- From: <noah_mendelsohn@us.ibm.com>
- Date: Fri, 10 Jun 2005 13:18:24 -0400
- To: "Dare Obasanjo" <dareo@microsoft.com>
- Cc: "Dan Connolly" <connolly@w3.org>, www-tag@w3.org, "Paul Grosso" <pgrosso@arbortext.com>, adamb@google.com
I noticed one other interesting tidbit about the Google sitemaps format. At [1] it says: "Note: Your Sitemap files must use UTF-8 encoding." As we know, the XML Recommendation says that conforming XML processors "All XML processors MUST accept the UTF-8 and UTF-16 encodings of Unicode 3.1". [2] My reading is that restricting the encoding of a particular set of documents cannot strictly violate a constraint on the implementation of processors, but there's a point of view that such restrictions are not in the spirit of the XML Recommendation. That said, I think it may be that the XML Recommendation is the one that's inappropriately prescriptive here.
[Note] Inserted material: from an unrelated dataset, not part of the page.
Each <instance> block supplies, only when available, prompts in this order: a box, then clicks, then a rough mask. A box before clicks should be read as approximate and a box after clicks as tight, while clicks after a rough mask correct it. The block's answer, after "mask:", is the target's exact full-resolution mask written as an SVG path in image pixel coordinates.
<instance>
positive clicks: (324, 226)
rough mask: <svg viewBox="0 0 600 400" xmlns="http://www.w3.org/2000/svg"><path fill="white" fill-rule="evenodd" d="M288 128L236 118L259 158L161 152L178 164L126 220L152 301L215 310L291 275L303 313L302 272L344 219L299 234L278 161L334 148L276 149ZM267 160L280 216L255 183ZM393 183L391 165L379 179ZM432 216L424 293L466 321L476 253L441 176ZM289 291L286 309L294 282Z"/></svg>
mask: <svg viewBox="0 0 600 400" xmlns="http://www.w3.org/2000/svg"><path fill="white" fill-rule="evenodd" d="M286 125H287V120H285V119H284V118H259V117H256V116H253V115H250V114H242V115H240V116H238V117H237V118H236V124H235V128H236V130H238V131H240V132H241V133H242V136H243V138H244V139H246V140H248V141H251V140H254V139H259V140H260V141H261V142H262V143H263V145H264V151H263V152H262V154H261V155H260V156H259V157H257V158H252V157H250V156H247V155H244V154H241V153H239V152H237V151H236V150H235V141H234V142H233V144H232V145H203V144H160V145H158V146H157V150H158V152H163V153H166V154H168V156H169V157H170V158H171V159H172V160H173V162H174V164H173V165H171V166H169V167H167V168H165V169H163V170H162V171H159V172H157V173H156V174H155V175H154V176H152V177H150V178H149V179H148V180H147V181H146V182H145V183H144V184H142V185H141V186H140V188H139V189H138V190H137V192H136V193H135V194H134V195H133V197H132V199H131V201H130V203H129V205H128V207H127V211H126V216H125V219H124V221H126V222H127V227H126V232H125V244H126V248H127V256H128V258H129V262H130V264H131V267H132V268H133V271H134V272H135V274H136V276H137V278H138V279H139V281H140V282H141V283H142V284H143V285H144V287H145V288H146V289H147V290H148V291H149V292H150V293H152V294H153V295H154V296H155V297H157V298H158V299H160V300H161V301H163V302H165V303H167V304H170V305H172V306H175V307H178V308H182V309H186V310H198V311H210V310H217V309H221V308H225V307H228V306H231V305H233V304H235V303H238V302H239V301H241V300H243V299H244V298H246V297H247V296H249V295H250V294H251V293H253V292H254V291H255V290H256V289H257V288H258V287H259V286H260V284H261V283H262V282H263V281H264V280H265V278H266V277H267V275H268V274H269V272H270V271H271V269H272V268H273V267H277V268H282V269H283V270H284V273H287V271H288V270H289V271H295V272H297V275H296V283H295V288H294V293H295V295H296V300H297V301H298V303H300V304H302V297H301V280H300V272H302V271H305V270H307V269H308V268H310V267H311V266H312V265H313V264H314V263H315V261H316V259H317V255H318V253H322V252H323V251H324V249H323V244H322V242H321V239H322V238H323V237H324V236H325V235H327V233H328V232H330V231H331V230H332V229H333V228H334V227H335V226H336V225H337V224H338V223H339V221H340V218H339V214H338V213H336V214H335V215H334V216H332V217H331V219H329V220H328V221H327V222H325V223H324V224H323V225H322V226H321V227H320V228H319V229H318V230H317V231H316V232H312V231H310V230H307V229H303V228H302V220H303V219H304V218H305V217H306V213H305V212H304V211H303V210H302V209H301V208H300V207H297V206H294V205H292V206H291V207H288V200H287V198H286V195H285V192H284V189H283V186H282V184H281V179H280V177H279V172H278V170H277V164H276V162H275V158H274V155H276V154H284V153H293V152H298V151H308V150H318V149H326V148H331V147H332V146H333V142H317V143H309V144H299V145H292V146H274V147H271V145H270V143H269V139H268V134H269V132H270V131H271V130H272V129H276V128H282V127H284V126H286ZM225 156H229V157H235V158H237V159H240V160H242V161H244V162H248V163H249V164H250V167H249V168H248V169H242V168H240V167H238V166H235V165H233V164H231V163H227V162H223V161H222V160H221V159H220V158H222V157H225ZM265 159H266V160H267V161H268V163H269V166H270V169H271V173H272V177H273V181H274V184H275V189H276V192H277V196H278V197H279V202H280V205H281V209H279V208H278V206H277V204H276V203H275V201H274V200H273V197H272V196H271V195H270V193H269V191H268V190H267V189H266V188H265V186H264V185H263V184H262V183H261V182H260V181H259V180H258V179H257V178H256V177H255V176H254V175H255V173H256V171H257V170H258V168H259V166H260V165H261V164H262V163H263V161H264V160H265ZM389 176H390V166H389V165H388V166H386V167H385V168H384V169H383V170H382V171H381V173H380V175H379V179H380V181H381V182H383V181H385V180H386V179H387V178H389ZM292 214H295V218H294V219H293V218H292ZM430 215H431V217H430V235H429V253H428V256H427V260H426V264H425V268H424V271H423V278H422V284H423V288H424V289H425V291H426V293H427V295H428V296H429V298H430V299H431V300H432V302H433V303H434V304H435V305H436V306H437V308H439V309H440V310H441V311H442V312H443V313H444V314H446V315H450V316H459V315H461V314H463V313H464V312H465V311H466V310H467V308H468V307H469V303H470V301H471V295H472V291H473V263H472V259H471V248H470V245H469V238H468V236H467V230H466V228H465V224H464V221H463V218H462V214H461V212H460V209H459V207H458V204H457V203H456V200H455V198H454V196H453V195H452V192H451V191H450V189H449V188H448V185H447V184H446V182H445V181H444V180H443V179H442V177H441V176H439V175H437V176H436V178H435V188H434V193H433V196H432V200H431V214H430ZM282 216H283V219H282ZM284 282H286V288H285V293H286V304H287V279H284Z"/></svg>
Building processors that accept more than one encoding involves overhead at least in code, and often in efficiency. For example, there are optimizations you can do in handling strings when you know what the encoding will be. Besides, larger code can in and of itself reduce efficiency. I don't think the Google folks are the only ones who've concluded that they prefer UTF-8 only. Exactly for these sorts of reasons, I've never been completely comfortable with the XML Recommendation mixing what I take to be a specification for the legal forms of XML documents with the conformance rules for processors. I'm not proposing to separate those two aspects of the Recommendation at this late date, but I do wonder whether it would be reasonable in future versions of XML to change the rule to something along the lines of "All general purpose XML processors MUST accept UTF-8 and should accept UTF-16." That embodies two changes: by referring to "general purpose" it implies that there may be non-general purpose processors written to accept constrained forms of XML (as there surely are whether the Recommendation admits it or not), and it suggests UTF-8 as the lingua franca. Anyway, I think it's interesting that users of XML are voting with their feet and imposing requirements for UTF-8 only XML. Something to watch. Noah [1] https://www.google.com/webmasters/sitemaps/docs/en/protocol.html#sitemapXMLExample [2] http://www.w3.org/TR/REC-xml/#charsets -------------------------------------- Noah Mendelsohn IBM Corporation One Rogers Street Cambridge, MA 02142 1-617-693-4036 --------------------------------------
Received on Friday, 10 June 2005 17:18:43 UTC